In an action for damages against a financial adviser for misleading and deceptive conduct in relation to advice concerning investments in a managed agricultural investment scheme, the NSW Court of Appeal has held that any damages awarded to the appellants should be “grossed-up” for tax on the basis that the damages would be taxable income in the circumstances. (Note that the matter has been remitted to the primary judge for reconsideration on the issue of “causation”). On the other hand, the respondents argued that any award of damages would not be taxable, except for the interest component of the damages.
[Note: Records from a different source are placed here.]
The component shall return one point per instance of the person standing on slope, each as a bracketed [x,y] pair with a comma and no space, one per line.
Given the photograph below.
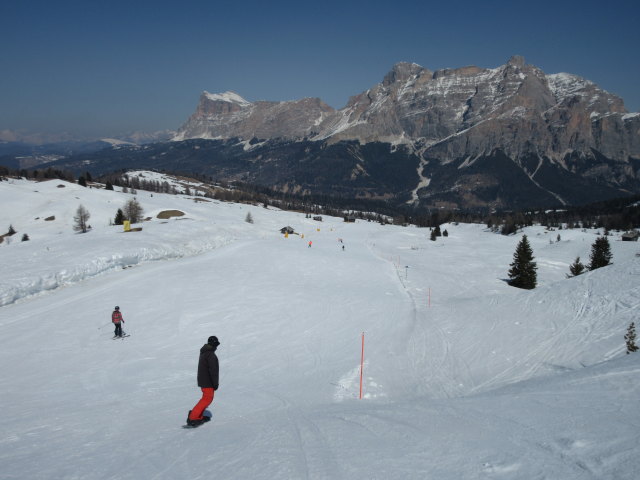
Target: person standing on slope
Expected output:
[116,318]
[207,381]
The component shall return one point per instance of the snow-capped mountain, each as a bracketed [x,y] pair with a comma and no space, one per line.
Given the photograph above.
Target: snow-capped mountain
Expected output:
[505,137]
[451,113]
[228,115]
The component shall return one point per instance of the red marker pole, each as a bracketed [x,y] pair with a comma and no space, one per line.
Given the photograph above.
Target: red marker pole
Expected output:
[361,365]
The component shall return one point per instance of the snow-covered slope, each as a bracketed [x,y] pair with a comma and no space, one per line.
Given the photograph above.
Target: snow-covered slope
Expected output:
[465,377]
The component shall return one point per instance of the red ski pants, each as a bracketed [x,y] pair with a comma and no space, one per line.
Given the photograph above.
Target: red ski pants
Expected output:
[205,401]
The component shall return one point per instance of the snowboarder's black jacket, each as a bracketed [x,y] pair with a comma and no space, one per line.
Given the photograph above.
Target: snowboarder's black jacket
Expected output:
[208,368]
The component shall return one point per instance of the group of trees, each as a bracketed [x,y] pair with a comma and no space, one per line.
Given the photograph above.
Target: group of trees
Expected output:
[522,272]
[132,211]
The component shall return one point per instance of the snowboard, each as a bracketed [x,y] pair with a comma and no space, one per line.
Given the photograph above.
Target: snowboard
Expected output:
[200,424]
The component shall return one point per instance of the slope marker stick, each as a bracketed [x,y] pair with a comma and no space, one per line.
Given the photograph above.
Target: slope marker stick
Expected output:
[361,365]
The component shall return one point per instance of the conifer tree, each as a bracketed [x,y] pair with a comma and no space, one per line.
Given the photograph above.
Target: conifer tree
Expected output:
[133,211]
[600,253]
[522,273]
[630,338]
[576,268]
[81,217]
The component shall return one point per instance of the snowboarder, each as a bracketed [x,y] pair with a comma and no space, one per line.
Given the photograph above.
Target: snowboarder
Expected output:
[207,381]
[116,318]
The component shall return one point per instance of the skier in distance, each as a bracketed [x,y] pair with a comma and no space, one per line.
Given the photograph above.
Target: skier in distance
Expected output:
[116,318]
[207,381]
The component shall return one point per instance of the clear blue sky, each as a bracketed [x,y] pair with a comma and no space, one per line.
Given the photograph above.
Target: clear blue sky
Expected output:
[103,68]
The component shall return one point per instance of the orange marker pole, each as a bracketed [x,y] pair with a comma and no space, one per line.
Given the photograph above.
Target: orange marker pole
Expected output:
[361,365]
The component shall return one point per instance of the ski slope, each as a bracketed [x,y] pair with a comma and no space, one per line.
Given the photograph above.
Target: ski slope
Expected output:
[464,376]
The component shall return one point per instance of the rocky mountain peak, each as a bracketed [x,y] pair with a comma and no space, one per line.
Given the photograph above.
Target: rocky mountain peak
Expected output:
[516,61]
[401,72]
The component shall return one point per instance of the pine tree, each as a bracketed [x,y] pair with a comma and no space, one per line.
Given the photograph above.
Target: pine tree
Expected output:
[80,219]
[630,338]
[576,268]
[133,211]
[119,220]
[600,253]
[522,273]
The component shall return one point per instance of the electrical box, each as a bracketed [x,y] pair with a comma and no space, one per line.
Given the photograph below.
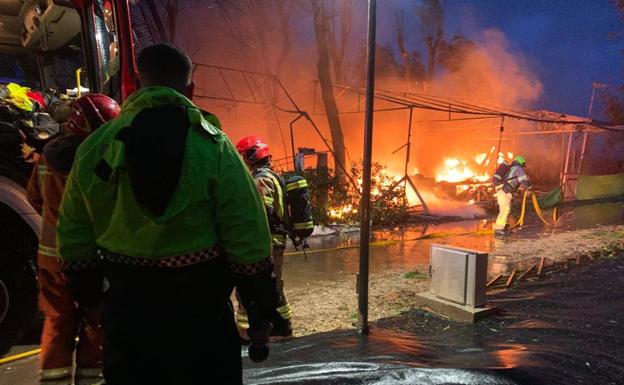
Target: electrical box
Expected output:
[459,275]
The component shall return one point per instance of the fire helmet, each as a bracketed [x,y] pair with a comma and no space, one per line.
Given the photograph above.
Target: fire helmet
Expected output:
[89,112]
[521,161]
[253,149]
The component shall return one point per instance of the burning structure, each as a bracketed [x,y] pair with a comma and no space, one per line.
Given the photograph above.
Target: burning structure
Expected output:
[445,148]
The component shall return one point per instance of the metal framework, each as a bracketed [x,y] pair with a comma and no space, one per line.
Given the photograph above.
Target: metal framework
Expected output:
[252,83]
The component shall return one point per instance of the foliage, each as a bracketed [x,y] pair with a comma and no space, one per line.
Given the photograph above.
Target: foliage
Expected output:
[613,104]
[336,201]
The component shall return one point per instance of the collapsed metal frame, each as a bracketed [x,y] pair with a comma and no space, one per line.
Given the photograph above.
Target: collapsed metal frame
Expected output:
[570,169]
[253,97]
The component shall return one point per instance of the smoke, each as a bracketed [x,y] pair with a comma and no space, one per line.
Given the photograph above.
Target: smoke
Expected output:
[451,208]
[488,74]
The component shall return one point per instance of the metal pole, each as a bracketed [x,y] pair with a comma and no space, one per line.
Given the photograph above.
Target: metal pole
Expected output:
[292,140]
[365,207]
[409,141]
[589,113]
[564,179]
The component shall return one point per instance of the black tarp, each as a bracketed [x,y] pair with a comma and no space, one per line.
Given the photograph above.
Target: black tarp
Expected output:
[563,329]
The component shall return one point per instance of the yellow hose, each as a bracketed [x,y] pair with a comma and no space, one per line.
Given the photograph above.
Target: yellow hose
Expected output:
[78,85]
[538,210]
[19,356]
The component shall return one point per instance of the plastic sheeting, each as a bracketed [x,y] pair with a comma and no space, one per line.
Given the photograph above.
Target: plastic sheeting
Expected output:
[562,330]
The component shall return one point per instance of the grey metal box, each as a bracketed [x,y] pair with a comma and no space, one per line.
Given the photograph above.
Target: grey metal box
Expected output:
[459,275]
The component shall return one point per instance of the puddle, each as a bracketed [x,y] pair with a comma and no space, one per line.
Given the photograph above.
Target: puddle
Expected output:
[413,255]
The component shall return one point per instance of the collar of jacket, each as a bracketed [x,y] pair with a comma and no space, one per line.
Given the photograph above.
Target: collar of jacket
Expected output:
[147,97]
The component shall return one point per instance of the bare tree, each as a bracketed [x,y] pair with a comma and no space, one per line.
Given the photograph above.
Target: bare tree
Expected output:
[405,54]
[338,41]
[430,13]
[321,31]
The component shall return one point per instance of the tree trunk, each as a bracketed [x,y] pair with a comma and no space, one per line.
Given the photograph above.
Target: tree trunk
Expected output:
[327,91]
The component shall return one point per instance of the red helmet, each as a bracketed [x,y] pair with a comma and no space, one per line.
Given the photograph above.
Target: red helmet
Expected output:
[89,112]
[253,149]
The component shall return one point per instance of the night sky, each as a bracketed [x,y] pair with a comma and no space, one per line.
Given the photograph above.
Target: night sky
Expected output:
[564,42]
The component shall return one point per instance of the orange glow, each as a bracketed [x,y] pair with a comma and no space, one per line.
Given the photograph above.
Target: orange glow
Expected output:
[457,170]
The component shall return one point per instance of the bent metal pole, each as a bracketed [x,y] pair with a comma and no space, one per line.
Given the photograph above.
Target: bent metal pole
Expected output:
[365,205]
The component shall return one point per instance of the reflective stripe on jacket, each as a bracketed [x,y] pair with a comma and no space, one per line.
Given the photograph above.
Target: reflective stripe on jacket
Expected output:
[44,192]
[272,193]
[515,178]
[215,202]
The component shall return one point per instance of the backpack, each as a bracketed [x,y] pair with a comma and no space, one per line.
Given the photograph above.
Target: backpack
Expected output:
[298,223]
[500,175]
[299,208]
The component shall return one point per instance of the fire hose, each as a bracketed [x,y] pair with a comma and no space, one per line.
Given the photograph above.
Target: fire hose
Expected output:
[538,211]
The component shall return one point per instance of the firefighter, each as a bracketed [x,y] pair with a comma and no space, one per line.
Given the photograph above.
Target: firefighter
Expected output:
[512,179]
[64,320]
[161,215]
[255,152]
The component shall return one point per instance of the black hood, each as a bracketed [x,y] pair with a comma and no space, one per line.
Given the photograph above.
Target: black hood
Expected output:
[155,146]
[59,153]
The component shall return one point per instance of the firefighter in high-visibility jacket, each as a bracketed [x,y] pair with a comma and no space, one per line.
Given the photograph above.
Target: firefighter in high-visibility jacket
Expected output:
[64,319]
[256,154]
[161,215]
[508,184]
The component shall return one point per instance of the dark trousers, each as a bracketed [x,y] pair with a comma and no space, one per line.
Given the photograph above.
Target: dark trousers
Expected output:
[170,326]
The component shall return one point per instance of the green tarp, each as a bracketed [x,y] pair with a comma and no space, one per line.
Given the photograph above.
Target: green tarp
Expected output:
[550,199]
[589,187]
[601,186]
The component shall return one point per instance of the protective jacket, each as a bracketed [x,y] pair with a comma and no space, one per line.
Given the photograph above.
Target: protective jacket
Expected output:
[63,319]
[46,185]
[515,178]
[163,199]
[215,201]
[272,192]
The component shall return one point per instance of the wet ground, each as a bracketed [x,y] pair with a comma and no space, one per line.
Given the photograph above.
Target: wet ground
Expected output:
[563,330]
[404,250]
[410,254]
[558,331]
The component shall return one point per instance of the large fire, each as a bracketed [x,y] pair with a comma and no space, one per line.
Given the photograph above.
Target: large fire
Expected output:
[470,176]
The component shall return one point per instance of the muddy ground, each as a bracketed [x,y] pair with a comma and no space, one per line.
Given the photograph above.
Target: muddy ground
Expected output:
[561,330]
[324,305]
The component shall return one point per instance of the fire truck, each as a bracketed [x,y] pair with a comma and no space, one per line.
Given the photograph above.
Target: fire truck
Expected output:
[60,48]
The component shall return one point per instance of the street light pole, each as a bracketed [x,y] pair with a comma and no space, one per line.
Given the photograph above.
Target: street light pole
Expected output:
[365,203]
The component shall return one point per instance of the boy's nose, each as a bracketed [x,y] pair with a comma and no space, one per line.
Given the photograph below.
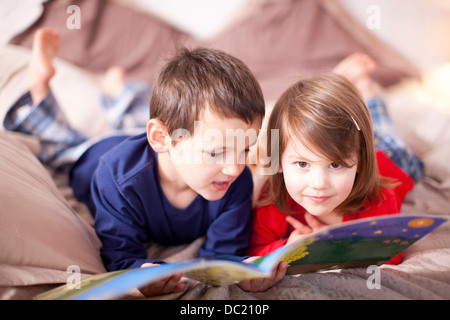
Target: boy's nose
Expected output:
[232,170]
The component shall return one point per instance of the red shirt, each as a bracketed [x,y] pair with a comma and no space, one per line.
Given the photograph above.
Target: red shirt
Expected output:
[271,230]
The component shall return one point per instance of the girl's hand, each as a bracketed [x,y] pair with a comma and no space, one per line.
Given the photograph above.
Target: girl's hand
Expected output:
[301,230]
[164,286]
[263,284]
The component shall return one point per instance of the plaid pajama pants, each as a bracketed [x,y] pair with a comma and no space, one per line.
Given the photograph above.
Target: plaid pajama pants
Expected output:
[61,144]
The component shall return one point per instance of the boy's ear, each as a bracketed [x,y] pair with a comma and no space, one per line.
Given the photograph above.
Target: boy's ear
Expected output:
[157,136]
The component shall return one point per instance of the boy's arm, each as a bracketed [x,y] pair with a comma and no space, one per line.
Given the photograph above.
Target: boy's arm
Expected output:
[118,224]
[230,229]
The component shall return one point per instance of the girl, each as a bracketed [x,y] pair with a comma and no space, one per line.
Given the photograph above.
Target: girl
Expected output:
[329,170]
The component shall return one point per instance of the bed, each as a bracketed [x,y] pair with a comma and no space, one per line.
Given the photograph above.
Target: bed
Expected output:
[44,231]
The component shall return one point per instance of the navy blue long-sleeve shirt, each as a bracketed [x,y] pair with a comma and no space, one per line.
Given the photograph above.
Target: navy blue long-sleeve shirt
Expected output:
[132,210]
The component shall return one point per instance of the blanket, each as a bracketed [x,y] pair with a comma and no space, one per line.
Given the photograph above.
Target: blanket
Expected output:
[44,230]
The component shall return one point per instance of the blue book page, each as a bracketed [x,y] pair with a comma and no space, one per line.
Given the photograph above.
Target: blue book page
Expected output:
[375,240]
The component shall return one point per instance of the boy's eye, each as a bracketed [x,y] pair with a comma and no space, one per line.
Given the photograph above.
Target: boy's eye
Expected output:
[335,165]
[302,164]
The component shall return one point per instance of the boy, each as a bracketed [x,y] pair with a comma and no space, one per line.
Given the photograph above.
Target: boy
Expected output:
[182,179]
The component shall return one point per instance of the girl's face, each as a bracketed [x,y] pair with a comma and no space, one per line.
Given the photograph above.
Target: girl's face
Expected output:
[316,183]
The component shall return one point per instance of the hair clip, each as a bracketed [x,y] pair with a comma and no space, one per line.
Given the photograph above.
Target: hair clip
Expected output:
[357,127]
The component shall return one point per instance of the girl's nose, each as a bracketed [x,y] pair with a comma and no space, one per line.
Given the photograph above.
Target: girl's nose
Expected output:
[232,170]
[319,179]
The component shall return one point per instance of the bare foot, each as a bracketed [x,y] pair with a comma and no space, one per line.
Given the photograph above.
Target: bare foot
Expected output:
[40,68]
[358,68]
[114,81]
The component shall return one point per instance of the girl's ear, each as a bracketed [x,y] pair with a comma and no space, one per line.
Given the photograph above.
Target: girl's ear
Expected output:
[157,136]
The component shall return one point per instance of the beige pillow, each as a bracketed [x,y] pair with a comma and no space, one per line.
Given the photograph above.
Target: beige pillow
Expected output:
[40,234]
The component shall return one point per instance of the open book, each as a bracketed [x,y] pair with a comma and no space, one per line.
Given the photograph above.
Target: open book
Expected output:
[359,243]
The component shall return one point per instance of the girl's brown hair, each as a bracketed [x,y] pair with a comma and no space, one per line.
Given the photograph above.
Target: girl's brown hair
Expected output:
[328,114]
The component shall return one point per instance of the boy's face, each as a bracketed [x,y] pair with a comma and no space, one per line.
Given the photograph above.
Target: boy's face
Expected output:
[211,158]
[314,182]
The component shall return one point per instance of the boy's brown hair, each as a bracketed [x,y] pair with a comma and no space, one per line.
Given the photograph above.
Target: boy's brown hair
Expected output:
[328,114]
[195,79]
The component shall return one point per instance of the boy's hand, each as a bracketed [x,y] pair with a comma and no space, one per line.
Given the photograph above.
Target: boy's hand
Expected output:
[301,230]
[263,284]
[167,285]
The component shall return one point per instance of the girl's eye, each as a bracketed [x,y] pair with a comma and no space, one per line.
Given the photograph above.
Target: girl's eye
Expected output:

In finding for the appellants on this issue, the Court of Appeal found that the non-interest portion of any damages awarded would be assessable either as “ordinary income under s 6-5 of the ITAA 1997 or as recoupment of losses or outgoings that were, or could have been, deducted for income tax purposes under s 20-20 of the ITAA 1997. In doing so, the Court found that the principal amounts of any damages awarded would compensate the appellants for their deductible losses and outgoings that were expected to be, but were not, recouped by income earned from the investment projects and that, in these circumstances, the primary judge had correctly concluded that they should be “grossed-up” for tax.

(Tomasetti v Brailey [2012] NSWCA 399, NSW Court of Appeal, McColl JA, Campbell JA and Macfarlan JA, 11 December 2012.)

[FJM Note:    This still sounds dubious to me, as the money lost was no doubt largely deductible, and to the extent it was, the recouped amount was assessable under s20-20 of the ITAA97. If this is right, then where’s the mis-match warranting a ‘gross-up’.]